Commit Graph

13 Commits

Author SHA1 Message Date
David Green fad70c3068 [ARM] Improve WLS lowering
Recently we improved the lowering of low overhead loops and tail
predicated loops, but concentrated first on the DLS do style loops. This
extends those improvements over to the WLS while loops, improving the
chance of lowering them successfully. To do this the lowering has to
change a little as the instructions are terminators that produce a value
- something that needs to be treated carefully.

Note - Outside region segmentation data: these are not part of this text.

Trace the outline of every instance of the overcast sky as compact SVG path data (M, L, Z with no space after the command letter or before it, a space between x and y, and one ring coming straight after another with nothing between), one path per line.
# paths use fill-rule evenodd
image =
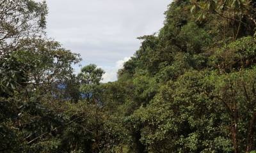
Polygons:
M47 0L47 35L106 72L103 82L139 48L139 36L163 26L170 0ZM81 68L75 67L76 71Z

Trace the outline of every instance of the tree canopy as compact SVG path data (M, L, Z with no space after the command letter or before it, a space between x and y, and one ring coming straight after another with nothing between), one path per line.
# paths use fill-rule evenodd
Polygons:
M255 152L255 8L174 0L103 84L47 38L45 1L0 0L0 152Z

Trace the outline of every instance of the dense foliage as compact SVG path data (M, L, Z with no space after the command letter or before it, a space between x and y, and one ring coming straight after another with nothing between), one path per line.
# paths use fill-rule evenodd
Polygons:
M45 2L0 0L0 152L255 152L255 8L174 0L102 84L45 36Z

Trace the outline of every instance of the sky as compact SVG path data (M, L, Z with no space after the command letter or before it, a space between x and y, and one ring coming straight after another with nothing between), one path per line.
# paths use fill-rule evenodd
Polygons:
M46 0L47 36L80 54L83 66L93 63L106 73L103 82L140 48L136 38L163 27L170 0ZM74 66L78 73L81 67Z

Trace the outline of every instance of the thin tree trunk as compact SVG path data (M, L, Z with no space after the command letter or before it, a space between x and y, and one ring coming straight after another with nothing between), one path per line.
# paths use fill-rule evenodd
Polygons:
M254 145L254 126L256 122L256 112L253 113L250 120L248 133L247 135L246 153L249 153L253 149Z

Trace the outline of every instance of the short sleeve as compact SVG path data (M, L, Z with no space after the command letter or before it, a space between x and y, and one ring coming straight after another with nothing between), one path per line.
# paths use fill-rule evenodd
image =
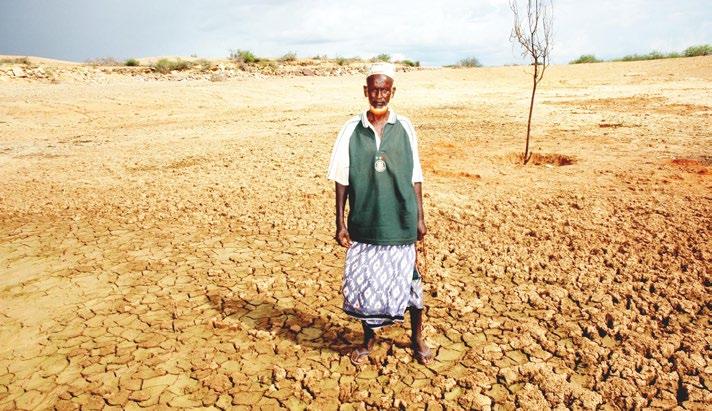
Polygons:
M351 120L344 124L336 137L334 148L331 153L331 162L326 178L337 183L349 185L349 142L351 134L356 128L357 122Z
M408 139L410 141L410 149L413 151L413 180L412 183L423 182L423 169L420 167L420 153L418 152L418 137L415 134L413 123L407 118L402 118L401 123L404 125Z

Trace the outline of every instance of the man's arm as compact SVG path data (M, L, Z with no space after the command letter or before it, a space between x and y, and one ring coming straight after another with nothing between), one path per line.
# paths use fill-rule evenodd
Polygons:
M423 211L423 184L415 183L413 184L413 189L415 190L415 199L418 202L418 240L422 240L425 234L428 233L428 229L425 227L425 212Z
M351 238L344 222L344 209L346 208L346 198L349 196L349 186L336 184L336 241L342 247L351 247Z

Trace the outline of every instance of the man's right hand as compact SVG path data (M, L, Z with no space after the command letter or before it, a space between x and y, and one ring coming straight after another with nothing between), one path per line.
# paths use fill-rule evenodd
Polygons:
M351 237L349 237L349 230L346 227L336 229L336 242L342 247L351 247Z

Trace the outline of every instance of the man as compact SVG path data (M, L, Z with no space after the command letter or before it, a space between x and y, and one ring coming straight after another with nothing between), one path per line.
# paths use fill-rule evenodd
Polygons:
M422 336L423 291L415 270L415 242L427 232L423 173L413 125L388 106L394 77L393 64L371 66L363 87L370 107L341 129L328 172L336 185L336 241L348 248L343 308L363 326L363 345L350 354L354 364L368 361L375 330L403 321L406 309L415 359L432 360Z

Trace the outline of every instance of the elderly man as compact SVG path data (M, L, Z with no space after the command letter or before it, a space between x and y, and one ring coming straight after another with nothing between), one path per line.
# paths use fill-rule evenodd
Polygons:
M413 125L388 106L394 77L393 64L371 66L363 87L369 108L341 129L328 172L336 184L336 241L348 248L343 308L363 326L363 345L350 355L354 364L368 360L375 330L403 321L406 309L415 359L432 360L423 342L423 292L415 269L415 242L427 231L423 173Z

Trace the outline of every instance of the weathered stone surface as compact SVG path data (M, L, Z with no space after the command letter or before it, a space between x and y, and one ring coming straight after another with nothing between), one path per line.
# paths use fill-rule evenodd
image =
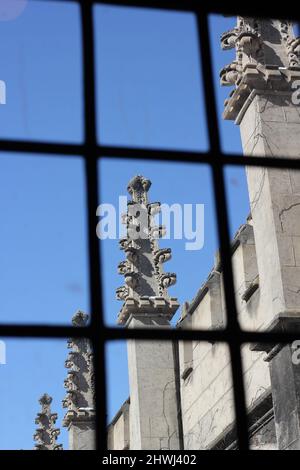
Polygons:
M168 328L163 316L132 315L128 328ZM171 341L128 341L130 449L179 449L178 401Z

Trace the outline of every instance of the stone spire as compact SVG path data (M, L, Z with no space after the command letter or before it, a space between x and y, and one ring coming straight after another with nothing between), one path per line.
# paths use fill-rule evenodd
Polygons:
M74 326L85 326L88 315L78 311L72 318ZM72 338L65 366L67 395L63 407L67 408L63 426L69 430L70 449L93 449L95 430L95 389L93 355L90 341L86 338Z
M236 59L221 71L221 84L234 85L224 118L240 126L244 154L299 159L300 108L294 92L300 38L292 24L239 17L221 42L223 49L236 50ZM253 166L246 174L259 274L256 324L266 331L300 331L300 172ZM299 366L292 361L291 345L273 346L252 349L268 353L278 448L299 450Z
M56 443L60 430L55 428L57 413L51 413L52 398L44 393L39 399L42 407L37 414L35 424L39 425L33 438L36 441L35 450L62 450L62 445Z
M118 266L119 273L125 277L125 285L116 291L117 299L124 302L119 324L125 324L132 313L162 314L170 320L178 308L177 299L170 297L167 291L175 284L176 274L163 270L163 263L171 258L171 250L158 246L158 238L164 236L165 228L154 223L160 203L149 203L150 186L150 180L138 175L127 187L131 195L127 213L123 215L127 237L120 240L126 260Z
M253 90L284 92L300 78L300 38L289 21L238 17L236 27L222 35L221 46L236 51L220 79L221 85L235 86L225 101L224 118L237 124L245 103L253 99Z

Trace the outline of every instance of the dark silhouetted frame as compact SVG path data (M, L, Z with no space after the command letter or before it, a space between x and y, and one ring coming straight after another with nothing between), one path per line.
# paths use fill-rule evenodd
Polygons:
M47 0L51 2L52 0ZM167 1L167 0L64 0L80 6L82 41L83 41L83 88L84 88L84 129L82 144L64 144L48 142L31 142L19 140L0 140L0 151L74 156L80 155L85 162L88 210L88 249L89 276L91 299L91 323L85 328L68 326L34 325L0 325L0 337L20 338L90 338L94 348L95 386L96 386L96 439L97 449L106 450L106 358L105 344L107 341L125 339L145 340L197 340L219 341L227 343L231 356L231 369L235 403L235 422L240 450L249 449L245 390L242 373L241 345L244 343L290 343L297 338L290 332L255 332L240 328L234 296L233 272L231 264L228 210L224 183L224 166L263 166L274 168L300 169L300 160L271 157L247 157L243 155L224 154L220 145L219 126L214 93L213 68L208 26L208 15L212 13L226 15L269 17L270 6L261 1L240 2L238 7L233 2L200 1ZM96 102L95 102L95 54L93 6L96 4L124 7L155 8L194 13L197 18L200 62L202 64L202 80L205 93L206 120L209 132L209 151L161 150L146 148L129 148L106 146L97 142L96 135ZM292 8L292 7L290 7ZM272 17L299 20L286 10L284 2L272 4ZM98 84L101 87L101 83ZM200 84L199 84L200 86ZM101 119L101 110L97 119ZM214 200L218 222L220 254L224 272L225 302L227 326L224 330L155 330L155 329L124 329L106 326L103 315L102 273L100 243L96 235L96 209L99 203L98 161L101 157L124 157L128 159L145 159L184 163L209 164L213 174ZM13 158L13 156L12 156ZM41 157L42 158L42 157Z

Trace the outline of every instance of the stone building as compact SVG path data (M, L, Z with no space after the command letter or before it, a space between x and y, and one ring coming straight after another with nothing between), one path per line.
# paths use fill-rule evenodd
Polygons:
M299 157L300 107L293 94L300 80L300 39L291 23L239 17L237 26L222 35L221 44L236 50L236 59L220 78L222 85L234 87L224 119L239 125L244 153ZM248 167L247 182L251 214L232 241L240 325L300 334L300 174ZM160 204L149 202L150 185L143 176L128 185L127 237L120 241L125 260L119 264L125 284L117 289L123 302L118 323L124 328L170 328L179 308L168 294L176 275L164 270L171 250L159 248L163 227L155 226L154 216ZM74 321L86 319L79 314ZM216 254L207 280L184 304L176 327L220 329L225 324L223 271ZM90 449L91 352L82 340L72 340L70 346L64 424L71 449ZM253 449L300 449L300 365L292 360L293 352L293 345L242 348ZM237 447L226 345L129 340L128 373L130 397L108 427L109 449Z
M300 107L293 103L300 79L300 39L291 23L241 18L222 35L236 59L220 73L234 86L224 119L239 125L243 150L254 156L300 156ZM247 168L251 215L232 241L239 322L247 330L293 331L300 322L300 174L288 169ZM169 250L151 238L149 182L129 184L131 205L149 211L149 239L121 242L126 286L118 322L125 328L170 327L177 308L163 273ZM132 211L131 211L132 213ZM136 257L136 260L134 259ZM145 261L143 261L143 259ZM144 286L147 285L147 289ZM177 328L218 329L226 322L219 256L206 282L186 303ZM300 449L300 366L291 345L244 345L244 382L253 449ZM227 346L198 341L128 342L130 398L109 426L111 449L234 449L234 402Z

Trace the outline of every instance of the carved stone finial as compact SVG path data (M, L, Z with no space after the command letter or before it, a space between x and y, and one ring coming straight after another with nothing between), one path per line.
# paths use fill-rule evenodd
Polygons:
M150 189L151 181L144 178L144 176L134 176L128 183L127 190L134 202L140 204L147 204L147 193Z
M62 450L62 445L56 442L60 430L55 428L57 414L51 413L52 397L44 393L39 399L39 403L42 409L35 419L35 423L39 427L33 436L36 441L34 448L35 450Z
M175 274L164 273L163 263L171 258L171 250L159 249L157 239L165 234L165 227L156 226L154 217L160 212L160 203L148 202L150 180L138 175L128 184L132 200L128 202L123 220L127 237L120 240L126 260L118 270L125 277L125 286L116 291L124 302L118 323L124 324L131 313L164 314L172 318L178 308L177 299L170 297L167 288L175 284Z
M89 316L86 313L78 310L72 318L72 324L74 326L86 326L88 319Z
M88 322L89 316L78 311L72 318L74 326L82 327ZM67 408L63 426L72 422L93 421L95 419L95 387L93 354L87 338L72 338L68 341L68 354L65 366L68 375L65 379L66 397L63 407Z
M252 91L292 93L292 83L300 79L300 38L290 21L239 16L221 36L221 46L236 50L220 72L221 85L235 87L225 101L225 119L238 117Z

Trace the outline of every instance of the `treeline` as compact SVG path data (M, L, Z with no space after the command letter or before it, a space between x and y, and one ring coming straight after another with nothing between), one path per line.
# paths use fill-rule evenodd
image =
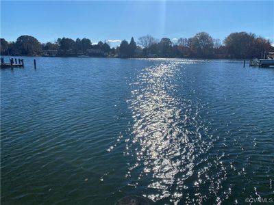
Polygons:
M11 55L260 58L273 50L269 40L247 32L232 33L223 42L206 32L176 41L168 38L158 40L147 35L139 38L137 42L134 38L129 42L124 40L115 49L111 49L107 42L92 44L86 38L76 40L63 38L47 43L30 36L21 36L16 42L9 42L1 38L1 55Z

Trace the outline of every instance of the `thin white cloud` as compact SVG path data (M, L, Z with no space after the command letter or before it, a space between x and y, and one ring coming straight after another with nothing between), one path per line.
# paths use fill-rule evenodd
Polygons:
M121 43L122 41L119 39L114 39L114 40L108 40L108 42L110 43Z

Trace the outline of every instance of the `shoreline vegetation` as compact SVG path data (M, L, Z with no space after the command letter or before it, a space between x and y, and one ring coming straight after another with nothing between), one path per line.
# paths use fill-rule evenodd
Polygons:
M223 42L206 32L173 41L147 35L137 42L133 37L129 42L123 40L116 48L111 48L107 41L94 44L86 38L74 40L64 37L47 43L31 36L21 36L16 42L1 38L1 55L12 56L251 59L262 58L273 51L269 40L247 32L232 33Z

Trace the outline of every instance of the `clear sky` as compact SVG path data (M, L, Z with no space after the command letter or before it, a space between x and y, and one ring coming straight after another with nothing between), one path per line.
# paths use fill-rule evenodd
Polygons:
M274 1L1 1L1 37L15 41L88 38L93 42L190 38L206 31L223 40L232 32L253 32L274 40Z

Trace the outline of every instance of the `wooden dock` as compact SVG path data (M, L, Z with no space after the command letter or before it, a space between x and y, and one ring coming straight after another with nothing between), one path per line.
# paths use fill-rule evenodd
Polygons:
M259 68L270 68L274 66L273 59L253 59L249 61L249 66L258 66Z
M3 57L1 58L1 68L24 68L24 59L10 59L10 62L5 63Z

Lowering starts at the Hardware Loop pass, inserting a new
llvm.test.start.loop.iterations that produces both an i1 to control the
loop entry and an i32 similar to the llvm.start.loop.iterations
intrinsic added for do loops. This feeds into the loop phi, properly
gluing the values together:

  %wls = call { i32, i1 } @llvm.test.start.loop.iterations.i32(i32 %div)
  %wls0 = extractvalue { i32, i1 } %wls, 0
  %wls1 = extractvalue { i32, i1 } %wls, 1
  br i1 %wls1, label %loop.ph, label %loop.exit
...
loop:
  %lsr.iv = phi i32 [ %wls0, %loop.ph ], [ %iv.next, %loop ]
  ..
  %iv.next = call i32 @llvm.loop.decrement.reg.i32(i32 %lsr.iv, i32 1)
  %cmp = icmp ne i32 %iv.next, 0
  br i1 %cmp, label %loop, label %loop.exit

The llvm.test.start.loop.iterations need to be lowered through ISel
lowering as a pair of WLS and WLSSETUP nodes, which each get converted
to t2WhileLoopSetup and t2WhileLoopStart Pseudos. This helps prevent
t2WhileLoopStart from being a terminator that produces a value,
something difficult to control at that stage in the pipeline. Instead
the t2WhileLoopSetup produces the value of LR (essentially acting as a
lr = subs rn, 0), t2WhileLoopStart consumes that lr value (the Bcc).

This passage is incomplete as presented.